Amoebic predation of mating colonies. (A) The wild-type strain pairs (H99α × KN99a and XL280α × XL280a) and their corresponding *znf2*Δ mutant pairs were mated on V8 medium. The images of intact colonies and colonies with amoebae predation are shown. (B) Amoebae cells recovered from the mating colonies were quantified.

Collectively, the findings presented here indicate that hyphae and pseudohyphae are resistant to the amoeba A. castellanii while yeast cells, even genetically identical to the filamentous cells, are susceptible to this soil microbial hunter.

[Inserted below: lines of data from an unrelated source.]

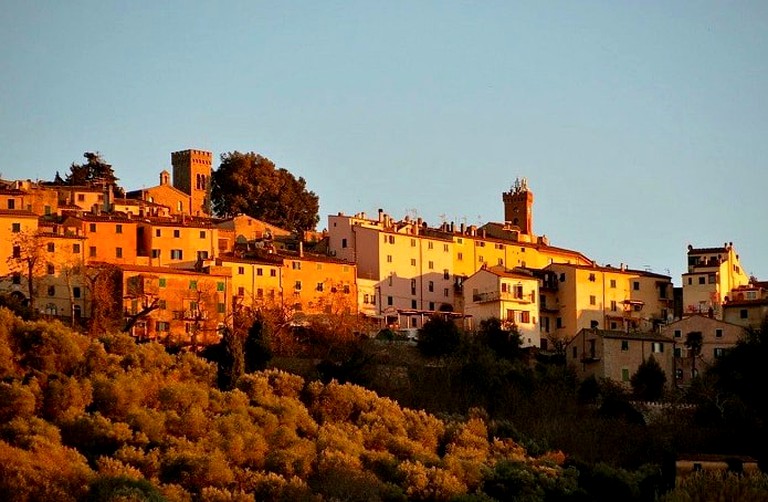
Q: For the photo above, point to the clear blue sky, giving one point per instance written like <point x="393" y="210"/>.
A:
<point x="641" y="126"/>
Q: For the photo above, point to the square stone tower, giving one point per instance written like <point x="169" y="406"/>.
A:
<point x="518" y="207"/>
<point x="192" y="175"/>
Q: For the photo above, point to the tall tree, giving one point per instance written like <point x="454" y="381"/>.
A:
<point x="251" y="184"/>
<point x="94" y="169"/>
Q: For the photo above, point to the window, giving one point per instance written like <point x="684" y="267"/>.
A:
<point x="625" y="374"/>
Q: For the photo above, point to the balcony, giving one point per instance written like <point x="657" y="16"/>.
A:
<point x="495" y="296"/>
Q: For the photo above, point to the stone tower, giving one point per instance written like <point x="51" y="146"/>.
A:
<point x="518" y="206"/>
<point x="192" y="175"/>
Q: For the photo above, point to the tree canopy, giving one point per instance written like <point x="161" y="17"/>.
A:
<point x="94" y="169"/>
<point x="251" y="184"/>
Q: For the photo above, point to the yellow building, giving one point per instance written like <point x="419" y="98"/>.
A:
<point x="176" y="242"/>
<point x="712" y="274"/>
<point x="409" y="266"/>
<point x="111" y="238"/>
<point x="618" y="299"/>
<point x="256" y="282"/>
<point x="191" y="306"/>
<point x="509" y="295"/>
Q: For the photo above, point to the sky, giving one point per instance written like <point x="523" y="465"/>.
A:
<point x="641" y="127"/>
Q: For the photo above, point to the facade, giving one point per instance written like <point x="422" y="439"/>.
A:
<point x="509" y="295"/>
<point x="577" y="297"/>
<point x="717" y="337"/>
<point x="617" y="355"/>
<point x="191" y="305"/>
<point x="712" y="274"/>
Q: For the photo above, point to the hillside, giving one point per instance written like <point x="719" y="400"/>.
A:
<point x="107" y="419"/>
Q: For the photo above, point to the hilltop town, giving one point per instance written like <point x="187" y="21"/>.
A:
<point x="159" y="260"/>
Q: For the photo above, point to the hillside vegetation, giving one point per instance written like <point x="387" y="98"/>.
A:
<point x="107" y="419"/>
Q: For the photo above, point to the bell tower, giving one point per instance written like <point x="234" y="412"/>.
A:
<point x="518" y="206"/>
<point x="192" y="175"/>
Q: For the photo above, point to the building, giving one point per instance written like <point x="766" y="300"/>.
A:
<point x="712" y="274"/>
<point x="576" y="297"/>
<point x="176" y="306"/>
<point x="509" y="295"/>
<point x="617" y="355"/>
<point x="717" y="337"/>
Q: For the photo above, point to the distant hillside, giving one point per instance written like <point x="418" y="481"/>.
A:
<point x="108" y="419"/>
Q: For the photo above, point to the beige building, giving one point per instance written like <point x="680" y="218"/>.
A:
<point x="509" y="295"/>
<point x="576" y="297"/>
<point x="717" y="337"/>
<point x="617" y="355"/>
<point x="712" y="274"/>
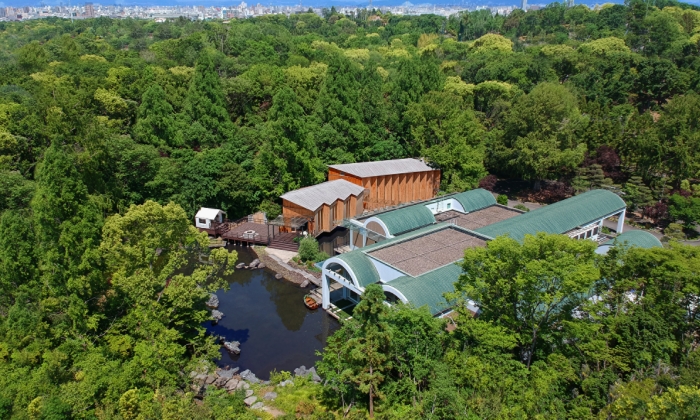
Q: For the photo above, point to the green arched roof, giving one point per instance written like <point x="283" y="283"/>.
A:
<point x="638" y="238"/>
<point x="359" y="263"/>
<point x="560" y="217"/>
<point x="405" y="219"/>
<point x="428" y="289"/>
<point x="475" y="199"/>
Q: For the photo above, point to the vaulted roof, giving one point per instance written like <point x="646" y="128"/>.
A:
<point x="382" y="167"/>
<point x="313" y="197"/>
<point x="560" y="217"/>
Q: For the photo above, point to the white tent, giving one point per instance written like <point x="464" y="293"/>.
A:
<point x="205" y="216"/>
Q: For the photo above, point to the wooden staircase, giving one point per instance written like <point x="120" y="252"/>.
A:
<point x="285" y="241"/>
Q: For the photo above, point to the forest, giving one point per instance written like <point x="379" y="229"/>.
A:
<point x="114" y="132"/>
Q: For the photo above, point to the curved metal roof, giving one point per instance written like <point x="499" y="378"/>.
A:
<point x="407" y="218"/>
<point x="638" y="238"/>
<point x="362" y="267"/>
<point x="429" y="288"/>
<point x="560" y="217"/>
<point x="475" y="199"/>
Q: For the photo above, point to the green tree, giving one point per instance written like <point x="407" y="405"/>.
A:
<point x="540" y="282"/>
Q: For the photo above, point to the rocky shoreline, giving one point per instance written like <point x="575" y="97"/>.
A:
<point x="232" y="381"/>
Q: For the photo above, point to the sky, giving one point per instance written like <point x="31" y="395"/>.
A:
<point x="311" y="3"/>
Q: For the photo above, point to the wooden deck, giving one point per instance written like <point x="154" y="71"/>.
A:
<point x="250" y="233"/>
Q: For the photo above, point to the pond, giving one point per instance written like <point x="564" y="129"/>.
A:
<point x="268" y="317"/>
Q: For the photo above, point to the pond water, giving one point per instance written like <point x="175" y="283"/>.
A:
<point x="268" y="317"/>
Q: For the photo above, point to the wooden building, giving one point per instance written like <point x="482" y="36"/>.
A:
<point x="319" y="208"/>
<point x="390" y="182"/>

Hyphae and pseudohyphae elicit haemocyte nodulation during Galleria mellonella infection

Galleria mellonella (the greater wax moth) has been used as an alternative host system to assess C. neoformans virulence traits. For example, the classic factors important for cryptococcal virulence in mammalian models, like melanin and capsule synthesis, were shown to be important also in the G. mellonella model [42]. Although insects do not have adaptive immune systems as mammals do, they do have sophisticated innate immune responses, including for pathogen recognition, production of antimicrobial peptides, and the formation of a multicellular complex to encapsulate invading pathogens [51-53]. Haemocytes are the major cellular defense mediator in the G. mellonella haemolymph and they are functionally equivalent to macrophages and neutrophils in mammals [52]. Haemocyte aggregation (haemocyte nodulation) is one of the most important defense systems in insects to contain foreign invaders [54,55]. Previous studies demonstrate that the pseudohyphal RAM mutants are attenuated in virulence in the G. mellonella model [36]. Here, we decided to analyze the impact of morphotype on the cellular responses of G. mellonella against Cryptococcus.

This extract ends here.